Below are some of the Other Constitutional Cases in which CLDEF has been involved.
On December 10, 2010 an amicus brief was filed on behalf of CLDEF in the case of Carol Ann Bond v. United States in the United States Supreme Court in support of petitioner Bond. This case presents an unusual situation where the government has reconsidered its previous position and embraced the position of the criminal defendant petitioner Bond in seeking to overturn the decision of the court of appeals.
Mr. Rudy is a patent lawyer who was challenging the patent application fee increases based on the ineligibility of Barack Obama to enact laws as President of the United States. The courts below ruled that whether Obama qualified to be President of the United States was a political question that cannot be entertained by the judicial system, having been given by the Constitution to Congress to determine.
This case involved a challenge to Section 1021 of the National Defense Authorization Act of 2012 (“NDAA”), which authorized military detention of civilians based on vague standards of providing “support” for an adversary of the United States, similar to the Japanese-American internment camps during World War II. Journalist Christopher Hedges and a group of journalists and lawyers brought this challenge to the NDAA.

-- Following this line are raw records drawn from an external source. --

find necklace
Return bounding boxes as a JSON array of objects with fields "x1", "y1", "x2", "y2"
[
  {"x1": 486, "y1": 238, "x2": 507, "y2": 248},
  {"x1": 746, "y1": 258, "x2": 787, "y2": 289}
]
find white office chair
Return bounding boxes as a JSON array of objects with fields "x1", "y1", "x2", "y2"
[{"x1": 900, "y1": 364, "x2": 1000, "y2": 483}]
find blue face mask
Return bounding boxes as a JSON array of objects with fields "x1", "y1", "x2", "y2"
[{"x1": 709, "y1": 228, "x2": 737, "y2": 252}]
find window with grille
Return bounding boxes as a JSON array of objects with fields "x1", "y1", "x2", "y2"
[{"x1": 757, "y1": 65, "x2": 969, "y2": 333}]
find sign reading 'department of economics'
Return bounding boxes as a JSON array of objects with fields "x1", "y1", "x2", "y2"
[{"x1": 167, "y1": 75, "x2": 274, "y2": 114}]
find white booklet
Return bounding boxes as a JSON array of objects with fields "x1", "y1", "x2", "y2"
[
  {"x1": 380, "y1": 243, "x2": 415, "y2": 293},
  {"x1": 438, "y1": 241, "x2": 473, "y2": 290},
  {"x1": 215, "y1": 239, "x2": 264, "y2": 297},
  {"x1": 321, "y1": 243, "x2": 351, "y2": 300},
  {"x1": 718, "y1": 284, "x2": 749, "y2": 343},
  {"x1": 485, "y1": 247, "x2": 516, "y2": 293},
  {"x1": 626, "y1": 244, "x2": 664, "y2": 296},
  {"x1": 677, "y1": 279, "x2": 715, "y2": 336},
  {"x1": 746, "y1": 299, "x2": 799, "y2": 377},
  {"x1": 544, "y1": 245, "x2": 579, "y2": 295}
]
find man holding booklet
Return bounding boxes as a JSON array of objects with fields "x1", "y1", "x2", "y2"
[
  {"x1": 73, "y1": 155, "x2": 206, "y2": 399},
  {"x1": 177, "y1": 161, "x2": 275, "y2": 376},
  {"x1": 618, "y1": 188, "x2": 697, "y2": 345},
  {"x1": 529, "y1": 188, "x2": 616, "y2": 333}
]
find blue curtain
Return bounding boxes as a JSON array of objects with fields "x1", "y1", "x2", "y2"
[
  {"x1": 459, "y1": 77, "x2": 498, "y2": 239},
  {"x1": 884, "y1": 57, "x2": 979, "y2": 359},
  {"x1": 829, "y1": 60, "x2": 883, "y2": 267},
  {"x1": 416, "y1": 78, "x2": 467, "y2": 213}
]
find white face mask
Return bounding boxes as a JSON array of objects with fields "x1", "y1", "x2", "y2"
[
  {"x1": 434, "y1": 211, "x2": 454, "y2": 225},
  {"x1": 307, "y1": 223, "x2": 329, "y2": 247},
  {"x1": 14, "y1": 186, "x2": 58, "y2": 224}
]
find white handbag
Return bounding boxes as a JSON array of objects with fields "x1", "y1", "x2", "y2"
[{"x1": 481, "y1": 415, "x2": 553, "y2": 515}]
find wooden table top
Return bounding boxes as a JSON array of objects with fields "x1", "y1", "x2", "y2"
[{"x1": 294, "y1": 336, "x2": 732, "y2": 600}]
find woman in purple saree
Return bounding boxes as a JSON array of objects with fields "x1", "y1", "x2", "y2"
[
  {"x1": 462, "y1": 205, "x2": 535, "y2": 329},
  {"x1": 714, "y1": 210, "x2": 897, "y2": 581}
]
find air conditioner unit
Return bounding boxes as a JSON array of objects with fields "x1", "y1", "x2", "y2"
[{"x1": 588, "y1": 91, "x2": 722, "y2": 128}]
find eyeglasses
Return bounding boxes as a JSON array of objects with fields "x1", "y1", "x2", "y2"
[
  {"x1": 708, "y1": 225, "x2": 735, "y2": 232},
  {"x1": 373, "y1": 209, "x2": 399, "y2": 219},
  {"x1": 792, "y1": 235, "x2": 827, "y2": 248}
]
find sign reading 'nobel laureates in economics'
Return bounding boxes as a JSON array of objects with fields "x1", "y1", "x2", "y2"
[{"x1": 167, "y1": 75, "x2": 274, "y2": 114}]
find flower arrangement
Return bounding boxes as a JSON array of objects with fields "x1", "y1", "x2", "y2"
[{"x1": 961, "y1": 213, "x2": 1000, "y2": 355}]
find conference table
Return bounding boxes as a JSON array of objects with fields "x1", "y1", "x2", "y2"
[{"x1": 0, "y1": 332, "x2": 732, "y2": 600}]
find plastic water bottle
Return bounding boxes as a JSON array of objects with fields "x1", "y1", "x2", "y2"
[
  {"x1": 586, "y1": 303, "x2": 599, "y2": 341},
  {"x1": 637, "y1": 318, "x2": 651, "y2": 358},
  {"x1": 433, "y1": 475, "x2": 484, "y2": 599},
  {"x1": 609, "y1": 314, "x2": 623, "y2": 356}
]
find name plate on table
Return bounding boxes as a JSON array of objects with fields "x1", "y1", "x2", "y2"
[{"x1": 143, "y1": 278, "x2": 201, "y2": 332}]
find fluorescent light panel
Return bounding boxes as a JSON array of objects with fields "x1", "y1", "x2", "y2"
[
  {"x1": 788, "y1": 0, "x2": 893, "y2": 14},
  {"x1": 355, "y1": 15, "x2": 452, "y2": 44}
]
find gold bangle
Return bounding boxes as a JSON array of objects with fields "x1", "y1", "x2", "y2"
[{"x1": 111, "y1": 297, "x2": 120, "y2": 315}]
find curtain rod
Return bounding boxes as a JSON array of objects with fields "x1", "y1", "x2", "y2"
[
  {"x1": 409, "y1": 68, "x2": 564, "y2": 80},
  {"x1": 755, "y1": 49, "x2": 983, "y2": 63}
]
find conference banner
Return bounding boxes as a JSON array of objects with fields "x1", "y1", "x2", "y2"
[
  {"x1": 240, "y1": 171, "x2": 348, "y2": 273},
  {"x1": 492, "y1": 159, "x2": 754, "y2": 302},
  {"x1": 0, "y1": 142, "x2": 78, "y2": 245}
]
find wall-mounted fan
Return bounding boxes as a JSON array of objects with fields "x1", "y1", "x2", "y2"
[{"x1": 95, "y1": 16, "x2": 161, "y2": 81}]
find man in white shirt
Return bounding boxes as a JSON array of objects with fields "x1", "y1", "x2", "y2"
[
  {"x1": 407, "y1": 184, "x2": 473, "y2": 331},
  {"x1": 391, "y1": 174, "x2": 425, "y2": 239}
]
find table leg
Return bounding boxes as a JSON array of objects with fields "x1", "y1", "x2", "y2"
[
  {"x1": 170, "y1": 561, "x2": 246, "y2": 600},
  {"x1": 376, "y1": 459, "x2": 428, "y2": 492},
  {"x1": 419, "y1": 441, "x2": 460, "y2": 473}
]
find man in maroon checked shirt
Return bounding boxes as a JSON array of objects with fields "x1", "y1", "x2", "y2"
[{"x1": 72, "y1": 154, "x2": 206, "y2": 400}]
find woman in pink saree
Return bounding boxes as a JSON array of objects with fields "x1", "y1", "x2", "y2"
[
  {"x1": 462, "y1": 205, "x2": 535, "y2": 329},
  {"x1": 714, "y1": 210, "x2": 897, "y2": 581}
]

Barack Obama made several recess appointments between Senate pro forma sessions, purporting to following Article II, Section 2, Clause 3, the Recess Appointments Clause. A challenge was brought against an action by the National Labor Relations Board (“NLRB”) against an employer who alleged that the NLRB action was invalid due to a lack of quorum because a majority of the Board members had received recess appointments. The U.S. Court of Appeals for the District of Columbia Circuit agreed with the employer, and the NLRB sought review by the U.S. Supreme Court.